大数据处理首选Scala语言,Java语言在Java8之前无数据处理能力,无函数式编程。
一、模式匹配
类似于Java中的switch case,switch case对传入的值进行匹配,而Scala中的模式匹配可对类型、集合等进行匹配,功能更强大。
//一个简单的值匹配例子:
//函数为Unit类型,因为函数返回println()
scala> def bigData(data:String){
| data match{
| case "Spark" => println("wow")
| case "Hadoop"=> println("ok")
| case _ => println("Something Others ") //_表示不满足上面匹配条件的所有其他情况
| }
| }
bigData: (data: String)Unit
scala> bigData("Hadoop")
ok
scala> bigData("HBase")
Something Others
//匹配时对_其他情况做条件判断,即守卫条件
scala> def bigData(data:String){
data match{
case "Spark" => println("wow")
case "Hadoop"=> println("ok")
case _ if data == "HBase" => println("Cool:"+data)

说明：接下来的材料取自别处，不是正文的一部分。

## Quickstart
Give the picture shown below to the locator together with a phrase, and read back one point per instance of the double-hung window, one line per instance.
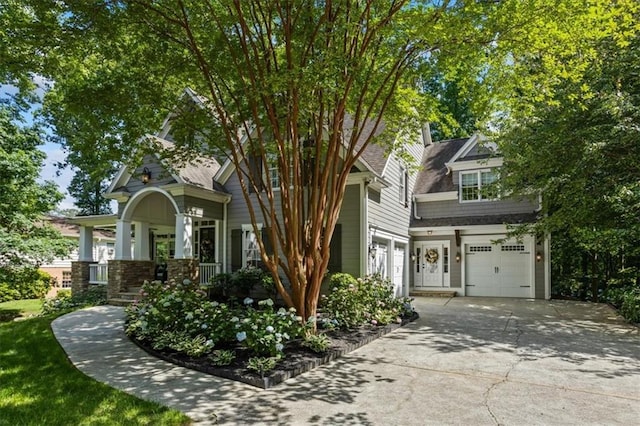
(477, 185)
(250, 247)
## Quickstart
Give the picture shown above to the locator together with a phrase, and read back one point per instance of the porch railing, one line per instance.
(208, 271)
(98, 273)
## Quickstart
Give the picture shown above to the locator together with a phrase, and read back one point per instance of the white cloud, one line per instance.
(61, 177)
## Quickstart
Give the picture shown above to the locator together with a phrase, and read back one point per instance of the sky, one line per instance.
(61, 177)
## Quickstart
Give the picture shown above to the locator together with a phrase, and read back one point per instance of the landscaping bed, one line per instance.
(298, 359)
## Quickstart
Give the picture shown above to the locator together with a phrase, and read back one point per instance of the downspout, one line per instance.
(547, 267)
(225, 226)
(364, 228)
(415, 207)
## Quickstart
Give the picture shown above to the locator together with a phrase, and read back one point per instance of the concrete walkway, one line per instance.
(465, 361)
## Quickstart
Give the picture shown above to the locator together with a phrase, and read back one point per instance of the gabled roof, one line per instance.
(434, 175)
(198, 172)
(499, 219)
(72, 230)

case _ => println("Something Others ")
}
}
bigData: (data: String)Unit
scala> bigData("HBase")
Cool:HBase
//类型匹配
scala> import java.io._
import java.io._
scala> def exception(e: Exception){
e match{
case fileException:FileNotFoundException => println("File not found:" + fileException)

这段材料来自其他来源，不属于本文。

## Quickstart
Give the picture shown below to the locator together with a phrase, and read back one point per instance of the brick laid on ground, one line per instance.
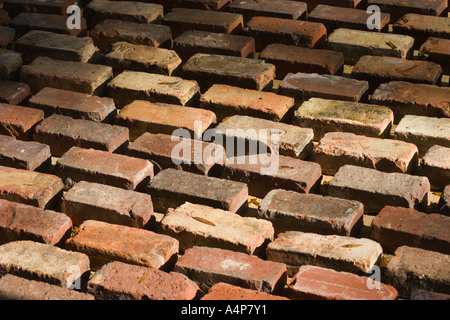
(414, 268)
(73, 104)
(293, 211)
(93, 201)
(44, 262)
(171, 188)
(394, 227)
(209, 266)
(209, 69)
(376, 189)
(67, 75)
(121, 281)
(326, 115)
(313, 282)
(104, 242)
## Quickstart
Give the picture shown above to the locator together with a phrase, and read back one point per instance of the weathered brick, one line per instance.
(143, 116)
(313, 282)
(226, 101)
(43, 262)
(424, 132)
(199, 225)
(133, 85)
(93, 201)
(73, 104)
(358, 43)
(268, 30)
(191, 42)
(293, 211)
(341, 253)
(104, 242)
(209, 69)
(394, 227)
(376, 189)
(326, 115)
(413, 98)
(414, 268)
(304, 86)
(171, 188)
(336, 149)
(28, 187)
(27, 155)
(181, 19)
(67, 75)
(291, 58)
(121, 281)
(110, 31)
(209, 266)
(103, 167)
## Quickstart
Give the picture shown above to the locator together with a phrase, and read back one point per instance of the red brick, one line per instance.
(121, 281)
(104, 242)
(289, 210)
(208, 266)
(318, 283)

case _: Exception => println("Other exception")
}
}
exception: (e: Exception)Unit
scala> exception(new FileNotFoundException("Oops"))

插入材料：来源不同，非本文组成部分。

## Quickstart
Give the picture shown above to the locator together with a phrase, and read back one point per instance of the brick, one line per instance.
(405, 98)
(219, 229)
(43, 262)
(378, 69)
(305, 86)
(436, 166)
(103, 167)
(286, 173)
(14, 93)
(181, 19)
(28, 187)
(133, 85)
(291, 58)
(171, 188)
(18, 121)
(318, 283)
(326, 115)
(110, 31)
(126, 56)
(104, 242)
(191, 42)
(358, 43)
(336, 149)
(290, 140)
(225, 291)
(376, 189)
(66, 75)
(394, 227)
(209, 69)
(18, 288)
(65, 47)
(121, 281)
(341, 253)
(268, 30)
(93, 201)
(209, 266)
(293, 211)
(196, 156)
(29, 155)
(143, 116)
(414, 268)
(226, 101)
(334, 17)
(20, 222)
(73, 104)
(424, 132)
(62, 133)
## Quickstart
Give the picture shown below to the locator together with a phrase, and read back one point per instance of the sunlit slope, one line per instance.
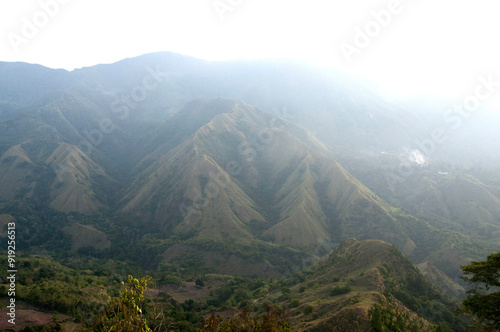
(461, 202)
(245, 175)
(360, 286)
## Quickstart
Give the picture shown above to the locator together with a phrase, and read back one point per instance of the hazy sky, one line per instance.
(407, 46)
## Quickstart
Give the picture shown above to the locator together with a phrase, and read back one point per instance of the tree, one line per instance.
(273, 320)
(482, 301)
(125, 312)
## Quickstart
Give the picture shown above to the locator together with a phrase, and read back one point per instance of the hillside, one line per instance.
(182, 168)
(364, 285)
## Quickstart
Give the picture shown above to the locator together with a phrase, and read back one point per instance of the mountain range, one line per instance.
(253, 168)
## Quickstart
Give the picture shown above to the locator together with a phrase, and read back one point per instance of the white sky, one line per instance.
(438, 46)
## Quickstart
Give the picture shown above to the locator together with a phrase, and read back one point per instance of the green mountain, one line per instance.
(362, 286)
(181, 166)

File not found:java.io.FileNotFoundException: Oops
//对集合(以Array类型为例,List,Set类似)进行模式匹配
scala> def data(array:Array[String]){
| array match{
| case Array("Scala") => println("Scala") //集合中仅有Scala一个元素
| case Array(spark, hadoop, hbase) => println("spark:" + spark +" hadoop:" + hadoop + " hbase:"+ hbase) //集合中有三个元素,匹配依次赋值给spark,hadoop,hbase
| case Array("Spark", _*) => println("Spark ...") //集合以Saprk开头,_*表示后面的元素,不参加匹配
| case _ => println("Unknow")
| }
| }
data: (array: Array[String])Unit
scala> data(Array("Scala"))
Scala
scala> data(Array("Spark"))
Spark ...
scala> data(Array("wow","ok","hhha"))
spark:wow hadoop:ok hbase:hhha
//case class样例类,默认成员只读(val,只有getter()方法)
//会自动生成伴生对象,伴生对象中有apply和unapply方法,这使得我们在使用时可以不显式的new对象
scala> case class Person(name:String)
defined class Person
scala> Person("Spark") //"Spark"传给case class Person默认生成的伴生对象的apply()方法
res8: Person = Person(Spark) //返回case class Person的实例
//定义Person类
scala> class Person
defined class Person
warning: previously defined object Person is not a companion to class Person.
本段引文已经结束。